Search code examples
mysqlsqldatabase-designscalabilityentity-attribute-value

Meta table VS table with many fields, on a large scale. Performance-wise


Here is a concrete example:

Wordpress stores user information(meta) in a table called wp_usermeta where you get the meta_key field (ex: first_name) and the meta_value (John)

However, only after 50 or so users, the table already packs about 1219 records.

So, my question is: On a large scale, performance wise, would it be better to have a table with all the meta as a field, or a table like WordPress does with all the meta as a row ?

Indexes are properly set in both cases. There is little to no need of adding new metas. Keep in mind that a table like wp_usermeta must use a text/longtext field type (large footprint) in order to accommodate any type of data that could be entered.

My assumptions are that the WordPress approach is only good when you don't know what the user might need.
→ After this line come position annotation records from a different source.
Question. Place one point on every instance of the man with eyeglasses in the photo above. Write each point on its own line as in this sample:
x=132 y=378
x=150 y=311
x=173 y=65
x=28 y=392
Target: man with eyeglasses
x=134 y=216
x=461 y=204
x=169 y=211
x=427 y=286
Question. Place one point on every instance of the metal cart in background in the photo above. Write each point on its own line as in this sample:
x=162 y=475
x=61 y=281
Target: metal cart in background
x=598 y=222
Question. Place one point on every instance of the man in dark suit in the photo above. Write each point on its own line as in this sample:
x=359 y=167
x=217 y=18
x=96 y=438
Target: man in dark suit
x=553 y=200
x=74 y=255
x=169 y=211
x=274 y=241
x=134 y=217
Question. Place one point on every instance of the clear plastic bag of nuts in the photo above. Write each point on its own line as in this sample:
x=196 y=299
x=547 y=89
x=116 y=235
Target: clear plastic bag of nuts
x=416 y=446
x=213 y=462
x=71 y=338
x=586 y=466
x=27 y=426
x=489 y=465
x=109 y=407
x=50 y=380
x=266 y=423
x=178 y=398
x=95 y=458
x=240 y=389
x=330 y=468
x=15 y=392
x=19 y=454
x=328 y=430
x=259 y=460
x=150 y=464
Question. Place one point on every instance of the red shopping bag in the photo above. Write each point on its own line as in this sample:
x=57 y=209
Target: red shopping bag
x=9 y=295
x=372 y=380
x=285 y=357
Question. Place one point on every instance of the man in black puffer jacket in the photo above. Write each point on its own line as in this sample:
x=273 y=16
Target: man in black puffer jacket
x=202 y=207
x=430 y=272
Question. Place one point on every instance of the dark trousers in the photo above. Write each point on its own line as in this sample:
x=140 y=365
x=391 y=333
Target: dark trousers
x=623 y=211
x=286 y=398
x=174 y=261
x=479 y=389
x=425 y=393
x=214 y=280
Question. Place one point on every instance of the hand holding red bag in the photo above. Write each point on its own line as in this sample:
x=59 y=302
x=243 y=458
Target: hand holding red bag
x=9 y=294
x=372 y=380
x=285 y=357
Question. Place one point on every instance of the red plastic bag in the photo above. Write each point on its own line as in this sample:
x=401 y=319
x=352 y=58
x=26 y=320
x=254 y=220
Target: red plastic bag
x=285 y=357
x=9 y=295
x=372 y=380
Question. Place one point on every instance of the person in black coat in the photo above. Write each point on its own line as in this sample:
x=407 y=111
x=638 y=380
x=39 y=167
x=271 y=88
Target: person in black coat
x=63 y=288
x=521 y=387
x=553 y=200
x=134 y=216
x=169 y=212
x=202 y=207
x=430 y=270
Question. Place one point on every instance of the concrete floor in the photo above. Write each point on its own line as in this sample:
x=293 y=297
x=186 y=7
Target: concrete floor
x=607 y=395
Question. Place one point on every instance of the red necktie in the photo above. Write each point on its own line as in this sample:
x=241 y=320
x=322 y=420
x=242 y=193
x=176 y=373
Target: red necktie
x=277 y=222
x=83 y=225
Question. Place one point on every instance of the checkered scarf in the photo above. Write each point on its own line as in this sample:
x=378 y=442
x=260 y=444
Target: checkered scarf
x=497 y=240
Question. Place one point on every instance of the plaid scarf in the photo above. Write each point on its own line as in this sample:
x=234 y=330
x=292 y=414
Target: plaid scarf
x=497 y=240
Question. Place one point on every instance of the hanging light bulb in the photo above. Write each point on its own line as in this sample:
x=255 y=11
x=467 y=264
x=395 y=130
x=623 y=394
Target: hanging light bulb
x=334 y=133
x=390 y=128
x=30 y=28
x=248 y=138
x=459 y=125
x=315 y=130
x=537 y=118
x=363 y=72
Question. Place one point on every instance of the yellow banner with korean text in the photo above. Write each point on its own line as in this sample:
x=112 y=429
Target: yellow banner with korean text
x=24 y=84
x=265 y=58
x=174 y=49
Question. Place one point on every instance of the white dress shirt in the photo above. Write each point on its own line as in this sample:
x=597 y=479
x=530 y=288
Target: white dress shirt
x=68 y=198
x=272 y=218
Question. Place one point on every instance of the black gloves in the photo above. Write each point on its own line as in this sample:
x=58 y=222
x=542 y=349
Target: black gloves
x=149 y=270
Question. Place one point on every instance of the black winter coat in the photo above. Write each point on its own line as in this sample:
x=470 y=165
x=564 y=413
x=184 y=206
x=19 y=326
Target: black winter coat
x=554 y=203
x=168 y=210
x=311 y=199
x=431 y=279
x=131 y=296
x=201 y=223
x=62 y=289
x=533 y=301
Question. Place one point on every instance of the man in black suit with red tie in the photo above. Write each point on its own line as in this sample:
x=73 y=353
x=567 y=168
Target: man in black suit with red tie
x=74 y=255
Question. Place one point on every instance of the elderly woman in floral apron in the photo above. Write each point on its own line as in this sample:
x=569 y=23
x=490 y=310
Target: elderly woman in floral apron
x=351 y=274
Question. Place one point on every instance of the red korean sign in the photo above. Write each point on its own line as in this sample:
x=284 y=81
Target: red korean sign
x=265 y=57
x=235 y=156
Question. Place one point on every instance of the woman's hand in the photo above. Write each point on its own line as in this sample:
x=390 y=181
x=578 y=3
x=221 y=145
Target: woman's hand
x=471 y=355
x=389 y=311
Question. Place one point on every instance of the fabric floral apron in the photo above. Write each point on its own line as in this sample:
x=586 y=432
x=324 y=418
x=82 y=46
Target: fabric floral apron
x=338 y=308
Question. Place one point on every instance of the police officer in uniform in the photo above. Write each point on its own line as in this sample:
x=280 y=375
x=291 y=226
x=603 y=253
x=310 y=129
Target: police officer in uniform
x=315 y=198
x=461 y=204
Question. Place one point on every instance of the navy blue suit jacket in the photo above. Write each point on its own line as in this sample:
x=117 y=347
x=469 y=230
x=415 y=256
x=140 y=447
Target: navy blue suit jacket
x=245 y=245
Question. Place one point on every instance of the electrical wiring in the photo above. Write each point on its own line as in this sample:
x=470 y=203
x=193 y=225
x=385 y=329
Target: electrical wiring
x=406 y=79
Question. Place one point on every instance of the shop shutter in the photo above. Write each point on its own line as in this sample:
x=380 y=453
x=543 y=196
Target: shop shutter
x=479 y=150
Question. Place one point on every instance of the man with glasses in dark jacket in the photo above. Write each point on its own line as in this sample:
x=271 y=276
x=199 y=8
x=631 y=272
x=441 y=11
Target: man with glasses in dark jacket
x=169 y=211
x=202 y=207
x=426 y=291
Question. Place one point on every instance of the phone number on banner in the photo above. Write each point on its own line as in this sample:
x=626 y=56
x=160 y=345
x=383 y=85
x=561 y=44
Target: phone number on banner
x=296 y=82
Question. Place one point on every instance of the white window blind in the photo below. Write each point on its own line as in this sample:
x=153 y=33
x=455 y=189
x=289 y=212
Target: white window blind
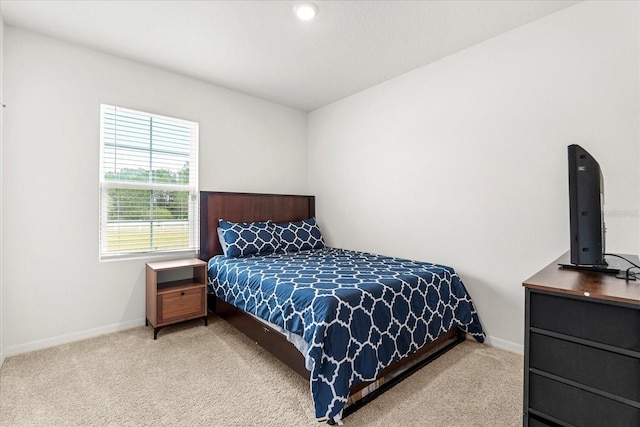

Otherwise:

  • retrieving all the meta requires more I/O because the fields aren't stored in a single row. The field isn't optimised.
  • You can't really have an index on the meta_value field without suffering from major drawbacks (indexing a longtext ? unless it's a partial index...but then, how long?)
  • Soon, your database is cluttered with many rows, cursing your research even for the most precise meta
  • Developer-friendly is absent. You can't really do a join request to get everything you need and displayed properly.

I may be missing a point though. I'm not a database engineer, and I know only the basics of SQL.


Solution

  • You're talking about Entity-Attribute-Value.

    - Entity    = User, in your Wordpress Example  
    - Attribute = 'First Name', 'Last Name', etc  
    - Value     = 'John', 'Smith', etc  
    

    Such a schema is very good at allowing a dynamic number of Attributes for any given Entity. You don't need to change the schema to add an Attribute. Depending on the queries, the new attributes can often be used without changing any SQL at all.

    It's also perfectly fast enough at retrieving those attributes values, provided that you know the Entity and the Attribute that you're looking for. It's just a big fancy Key-Value-Pair type of set-up.

    It is, however, not so good where you need to search the records based on the Value contents. Such as, get me all users called 'John Smith'. Trivial to ask in English. Trivial to code against a 'normal' table; first_name = 'John' AND last_name = 'Smith'. But non-trivial to write in SQL against EAV, and awful relative performance; (Get all the Johns, then all the Smiths, then intersect them to get Entities that match both.)

    There is a lot said about EAV on-line, so I won't go in to massive detail here. But a general rule of thumb is: If you can avoid it, you probably should.